Wednesday, November 7, 2012

Example for Bankers Algorithm demonstration in Python

NO_RESOURCES = 4
#WORKS:
#RESOURCES = [ 3, 1, 1, 2 ]
#ALLOCATED = [ [1, 2, 2, 1],
#        [1, 0, 3, 3],
#        [1, 2, 1, 0],
#        ]
#MAX = [ [3, 3, 2, 2],
#    [1, 2, 3, 4],
#    [1, 3, 5, 0]
#    ]
#DEADLOCK
RESOURCES = [ 3, 0, 1, 2 ]
ALLOCATED = [ [1, 2, 2, 1],
        [1, 1, 3, 3],
        [1, 2, 1, 0],
        ]
MAX = [ [3, 3, 2, 2],
    [1, 2, 3, 4],
    [1, 3, 5, 0]
    ]
def allocate(allocated, maxi, res):
    if len(allocated)==1:
        safe=1
        for i in range(len(res)):
            if(res[i]<(maxi[0][i]-allocated[0][i])):
                safe=0
        if safe:
            return 1
        else:
            return 0
    ###LENGTH is not 1. So you should try all permutations.
    for p in range(len(allocated)):
        safe = 1
        for i in range(len(allocated[p])):
            if res[i]<(maxi[p][i]-allocated[p][i]):
                safe=0
        if safe:
            new_allocated=allocated[:p]+allocated[p+1:]
            new_maxi=maxi[:p]+maxi[p+1:]
            new_res = res[:]
            new_res=[res[i]+allocated[p][i] for i in range(len(res))]
            if allocate(new_allocated, new_maxi, new_res):
                print 'Incoming request: '
                print 'maximum: \n%s'%('\n'.join([' '.join([str(item) for item in row]) for row in maxi]))
                print 'allocated: \n%s'%('\n'.join([' '.join([str(item) for item in row]) for row in allocated]))
                print 'resources in hand: %s'%(res)

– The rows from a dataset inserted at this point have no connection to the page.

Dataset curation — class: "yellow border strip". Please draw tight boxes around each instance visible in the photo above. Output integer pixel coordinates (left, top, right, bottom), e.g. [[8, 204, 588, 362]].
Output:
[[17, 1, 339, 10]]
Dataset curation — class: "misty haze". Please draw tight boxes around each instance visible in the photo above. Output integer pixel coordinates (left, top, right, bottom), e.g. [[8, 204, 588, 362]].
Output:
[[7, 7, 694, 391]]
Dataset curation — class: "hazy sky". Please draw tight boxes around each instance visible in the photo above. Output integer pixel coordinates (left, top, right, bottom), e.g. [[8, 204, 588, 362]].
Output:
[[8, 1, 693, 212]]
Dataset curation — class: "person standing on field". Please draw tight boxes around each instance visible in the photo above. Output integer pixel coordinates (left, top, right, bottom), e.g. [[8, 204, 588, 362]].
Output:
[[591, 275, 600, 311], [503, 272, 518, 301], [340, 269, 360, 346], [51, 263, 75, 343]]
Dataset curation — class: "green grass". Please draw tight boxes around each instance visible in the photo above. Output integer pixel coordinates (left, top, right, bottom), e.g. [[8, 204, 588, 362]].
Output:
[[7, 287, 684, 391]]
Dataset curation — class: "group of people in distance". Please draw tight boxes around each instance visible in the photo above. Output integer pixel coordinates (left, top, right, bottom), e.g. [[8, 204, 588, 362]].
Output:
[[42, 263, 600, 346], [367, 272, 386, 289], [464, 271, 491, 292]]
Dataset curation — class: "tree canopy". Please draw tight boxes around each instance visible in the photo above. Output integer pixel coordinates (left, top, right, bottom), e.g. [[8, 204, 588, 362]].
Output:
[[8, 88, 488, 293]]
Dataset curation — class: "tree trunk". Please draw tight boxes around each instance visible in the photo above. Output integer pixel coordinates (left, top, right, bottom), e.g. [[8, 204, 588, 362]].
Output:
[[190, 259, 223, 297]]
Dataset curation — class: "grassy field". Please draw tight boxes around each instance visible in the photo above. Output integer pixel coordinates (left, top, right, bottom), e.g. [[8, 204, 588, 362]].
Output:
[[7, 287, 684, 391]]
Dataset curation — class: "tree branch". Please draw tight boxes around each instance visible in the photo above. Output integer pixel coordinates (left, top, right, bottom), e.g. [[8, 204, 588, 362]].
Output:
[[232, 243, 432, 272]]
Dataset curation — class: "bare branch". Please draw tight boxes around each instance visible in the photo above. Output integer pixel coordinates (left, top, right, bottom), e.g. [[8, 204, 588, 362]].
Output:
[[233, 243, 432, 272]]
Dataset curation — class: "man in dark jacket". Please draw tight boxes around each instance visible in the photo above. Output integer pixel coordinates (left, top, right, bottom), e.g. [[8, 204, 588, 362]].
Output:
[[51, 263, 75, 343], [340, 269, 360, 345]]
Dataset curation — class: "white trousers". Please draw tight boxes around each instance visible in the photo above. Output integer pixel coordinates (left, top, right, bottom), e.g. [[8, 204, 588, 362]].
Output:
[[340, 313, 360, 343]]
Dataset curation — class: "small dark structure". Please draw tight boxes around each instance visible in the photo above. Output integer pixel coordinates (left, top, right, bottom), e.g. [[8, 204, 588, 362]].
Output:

                print 'Allocated %s to %s'%([maxi[p][i]-allocated[p][i] for i in range(len(maxi[p]))], p)
                print ''
                print ''
                return 1
              
            else:
                return 0
        else:
            continue
    print "Couldnt allocate"
    return 0
if allocate(ALLOCATED, MAX, RESOURCES):
    print "Done"
This is a convoluted way - recursion. Actually, only an iteration should do the work.